One of the many interesting aspects to this recording is that it demonstrates just how wonderful an educator David Schnaufer was: he not only taught students how to play tunes, he also always put a tune in a meaningful context, such as its origins and influences, about how the tune came about, or, in this case, the social significance of a tune. And he managed to do it without imposing his own values on others. He leaves it up to the students to draw their own conclusions about censorship and its often unintended consequences. David was so much more than a master dulcimer musician; he read widely and constantly, and had that rare gift of not only being intensely curious about everything--music, history, science, and current events--but also in his ability to tell meaningful stories to ensure learning experiences of considerable depth and breadth. It's all the more remarkable when you look at his origins. I wish very much that his parents had not passed away prematurely and had lived to enjoy how their sons blossomed (David's brother, too!)

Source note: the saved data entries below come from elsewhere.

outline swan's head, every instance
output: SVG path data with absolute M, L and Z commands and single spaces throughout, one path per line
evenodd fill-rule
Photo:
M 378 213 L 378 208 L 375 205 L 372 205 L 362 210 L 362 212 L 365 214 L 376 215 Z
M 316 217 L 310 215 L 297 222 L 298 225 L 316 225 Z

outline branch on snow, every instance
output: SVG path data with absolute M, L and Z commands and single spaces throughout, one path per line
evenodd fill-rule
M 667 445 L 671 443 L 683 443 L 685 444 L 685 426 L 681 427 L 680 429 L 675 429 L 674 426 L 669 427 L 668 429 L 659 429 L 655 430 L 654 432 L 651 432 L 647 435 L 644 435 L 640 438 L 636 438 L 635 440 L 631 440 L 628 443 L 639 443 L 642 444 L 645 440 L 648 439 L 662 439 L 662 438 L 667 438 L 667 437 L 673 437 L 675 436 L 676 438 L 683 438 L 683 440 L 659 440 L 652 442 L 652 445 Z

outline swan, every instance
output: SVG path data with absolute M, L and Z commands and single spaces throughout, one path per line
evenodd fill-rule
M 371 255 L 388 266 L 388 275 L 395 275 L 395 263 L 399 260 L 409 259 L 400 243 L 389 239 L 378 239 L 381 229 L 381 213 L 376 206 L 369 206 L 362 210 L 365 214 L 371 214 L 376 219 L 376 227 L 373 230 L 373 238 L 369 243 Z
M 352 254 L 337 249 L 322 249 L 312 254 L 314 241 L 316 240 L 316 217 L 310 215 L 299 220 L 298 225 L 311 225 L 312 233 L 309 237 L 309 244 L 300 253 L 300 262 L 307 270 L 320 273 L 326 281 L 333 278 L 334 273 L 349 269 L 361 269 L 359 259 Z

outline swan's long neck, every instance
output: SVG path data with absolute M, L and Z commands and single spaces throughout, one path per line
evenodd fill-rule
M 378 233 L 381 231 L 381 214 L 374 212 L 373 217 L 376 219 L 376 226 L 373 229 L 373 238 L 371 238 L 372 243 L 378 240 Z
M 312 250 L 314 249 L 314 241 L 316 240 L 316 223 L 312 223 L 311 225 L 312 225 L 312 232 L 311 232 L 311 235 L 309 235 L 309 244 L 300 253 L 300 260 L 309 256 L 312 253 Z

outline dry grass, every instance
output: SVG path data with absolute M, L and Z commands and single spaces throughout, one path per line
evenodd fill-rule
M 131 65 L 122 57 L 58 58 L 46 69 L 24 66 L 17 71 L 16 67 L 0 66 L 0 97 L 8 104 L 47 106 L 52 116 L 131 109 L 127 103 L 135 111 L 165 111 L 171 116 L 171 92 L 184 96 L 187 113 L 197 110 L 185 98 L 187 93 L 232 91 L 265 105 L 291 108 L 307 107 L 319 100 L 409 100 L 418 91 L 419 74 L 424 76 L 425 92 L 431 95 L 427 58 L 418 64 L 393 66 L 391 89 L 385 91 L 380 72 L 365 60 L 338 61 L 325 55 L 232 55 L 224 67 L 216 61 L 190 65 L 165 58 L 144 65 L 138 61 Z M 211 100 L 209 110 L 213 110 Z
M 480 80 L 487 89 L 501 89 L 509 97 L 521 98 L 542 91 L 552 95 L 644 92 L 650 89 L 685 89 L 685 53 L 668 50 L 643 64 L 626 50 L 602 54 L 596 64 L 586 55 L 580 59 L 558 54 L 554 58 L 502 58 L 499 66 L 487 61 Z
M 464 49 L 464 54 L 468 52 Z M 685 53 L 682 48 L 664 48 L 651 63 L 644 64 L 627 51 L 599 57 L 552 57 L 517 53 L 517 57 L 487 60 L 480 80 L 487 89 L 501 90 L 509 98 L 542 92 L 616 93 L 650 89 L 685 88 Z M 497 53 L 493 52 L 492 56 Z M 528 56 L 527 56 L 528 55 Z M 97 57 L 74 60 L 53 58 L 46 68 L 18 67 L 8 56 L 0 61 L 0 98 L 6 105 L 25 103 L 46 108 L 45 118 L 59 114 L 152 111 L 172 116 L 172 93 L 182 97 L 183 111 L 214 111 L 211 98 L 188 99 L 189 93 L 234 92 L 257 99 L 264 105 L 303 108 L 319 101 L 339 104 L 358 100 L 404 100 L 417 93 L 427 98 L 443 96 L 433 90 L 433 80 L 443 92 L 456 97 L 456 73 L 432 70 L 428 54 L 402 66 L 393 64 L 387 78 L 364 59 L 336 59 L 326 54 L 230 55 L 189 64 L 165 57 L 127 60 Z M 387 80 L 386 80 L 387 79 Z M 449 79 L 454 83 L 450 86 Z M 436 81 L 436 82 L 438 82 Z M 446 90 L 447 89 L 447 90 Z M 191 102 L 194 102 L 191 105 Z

Below is the link/excerpt from David's class, and below that is the rough draft transcription; I hope you enjoy it as much as I did.
Transcription of David Schnaufer addressing his class: Alright, so this is Felice and Boudleaux Bryant song and they were gonna write a Bluegrass tune. That was their whole idea; they had been writing a lot of pop-style music. And they thought well, they were on a camping trip and decided to kinda write a funny Bluegrass song. And did it ever take off. The Osborne Brothers are the people who recorded it and it’s a very rough and ragged version if you’ve ever heard that version. They still play it on the radio quite a bit, in Tennessee anyway. (S: Dolly Parton made a recording of it, too, didn’t she?) Yeah, it’s been recorded by just about everybody at one time or another, but, it’s still the Osborne Brothers that really made the definitive version I guess. And it’s really loose, I mean it’s really, really loose but
there’s some nice breaks in that are … just like we were going over the pentatonic scales, that’s what the breaks in this tune were really based on, they’re just kinda jams. This song has an interesting history … last year when … I’m trying to think of the band that was in all the censorship problems … there was a rap band from Florida (Ss: oh, yeah …2 Live Crew!) Well Rocky Top played sort of an important role in the way the courts handled that and a lot of local suits about that because if you
read all the words of Rocky Top, I mean, there’s murder, there’s making whiskey, lots of drinkin’ … yeah, because strangers that go up on Rocky Top and don’t come down, I mean that’s a .. you know … (Laughter, S: It’s the same song!)Yeah, it’s the same song, and the whole thing with 2 Live Crew came from Tipper Gore, senator Al Gore’s wife who was pushing for all the censorship and labeling for records, and from Tennessee, and finally one of the newspaper writers in Nashville says, “Look, Rocky Top has got murder, whiskey, you know, and all this stuff in it.” And it put a lot of stop to the censorship of Two Live Crew. You don’t have to listen to 2 Live Crew, but you know, music’s music, and, you know, censorship is never … it’s not going over too well in the music community. And Rocky Top, if they had gotten exactly what they wanted on the censorship, then there would be no Rocky Top. It would have been as simple as that. It woulda had to not be the state song, and you wouldn’t hear it on the Grand Ole Opry; you wouldn’t hear it at every country western show or bluegrass show, and what would young banjo players have to play? (Everyone laughs.) Cause there’s nothing like a fourteen year-old banjo player playing Rocky Top. That’s one of those things that it can go faster and faster and faster..... End of excerpt.
And so, the world, spins on, and everything old often feels new again. Or, as my grandma used to say, be careful because what goes around, comes around.